The shadows shifted behind the light blaring directly into my eyes, figures moving back and forth. “I’m guessing you’re OSS,” I said, collecting my thoughts.
“You came back to Plano alone. Why? Where did you go in the Cascades? Isn’t that where the boss of your company lives, somewhere in the region?”
“You clearly have all the answers,” I spat in the direction of the man’s voice. His head shifted in front of the blaring white light, a blank silhouette whose face I couldn’t see. An empty void of a person. “What’s the point of interrogating me if you already know?”

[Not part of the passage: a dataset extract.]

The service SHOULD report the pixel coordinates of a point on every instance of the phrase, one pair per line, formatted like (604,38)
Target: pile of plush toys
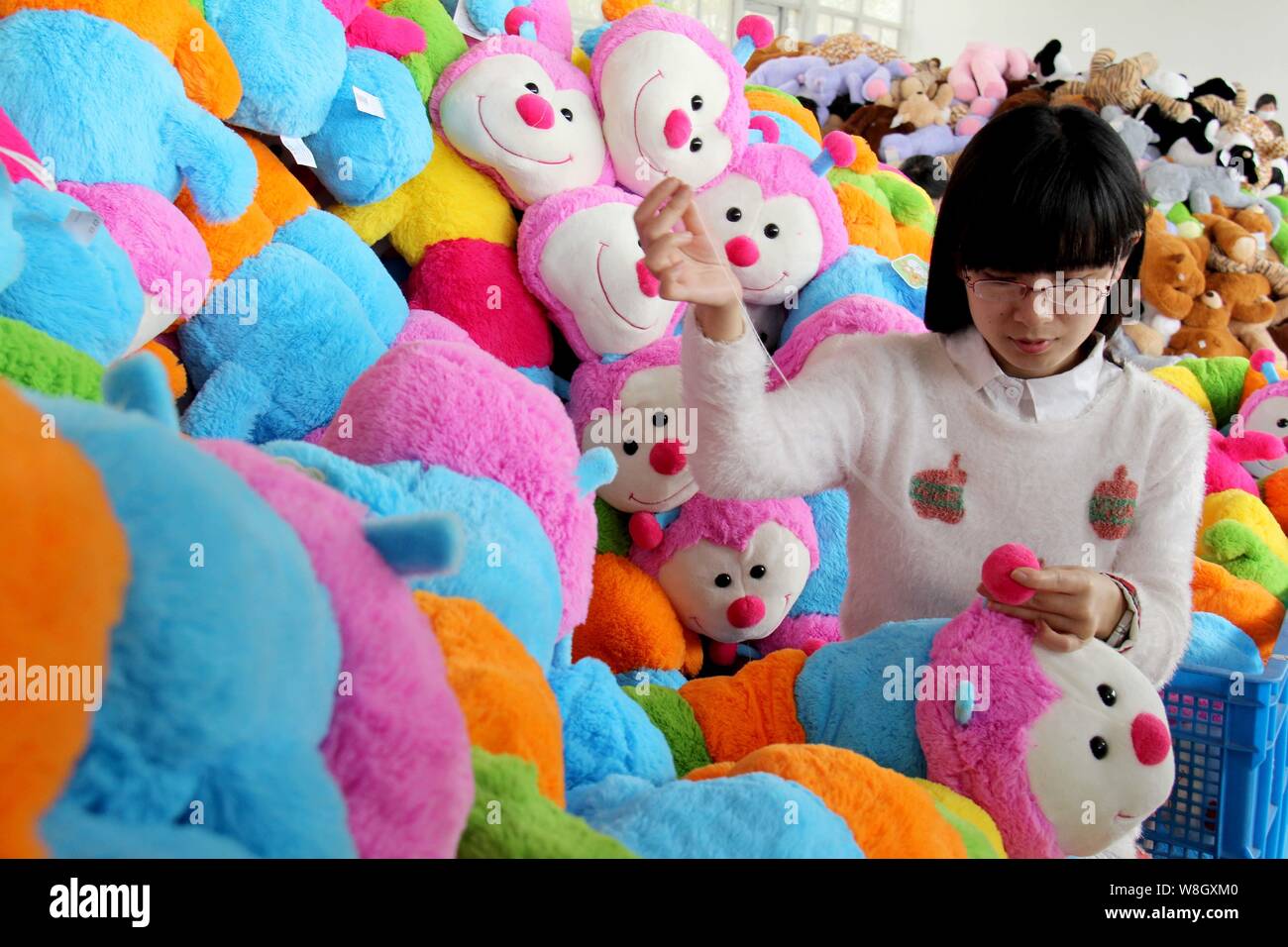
(344,415)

The silhouette spoke, “Maybe you’re right. Maybe we do have all the answers. You went to a hub of Transhuman activity. You may have even communicated with actual Transhumans. And you went to Seattle and had a meeting with your boss that for some reason included your company-issued robot. We need to know why. Who did you talk to, and why did you go?”
I sighed, struggling against the zip ties again for a brief moment. I looked up into that blank void of a person and said, “You’re panicked. You’ve discovered something, and you’re grasping at straws.”
“If you think we’re OSS,” he answered, “then what do you suppose happens here? Do you vanish? Think about that for a minute. Think about the life you’re giving up. Devon, the kids... all that goes away.”
“You can’t prove shit.”
“We don’t need to prove shit. We can label you dissident, and you just disappear. Erased, just like the others.”
“What others?”
“I thought we were done being coy,” the voice said. “You know what others. They contacted you somehow. Tell us what they told you.”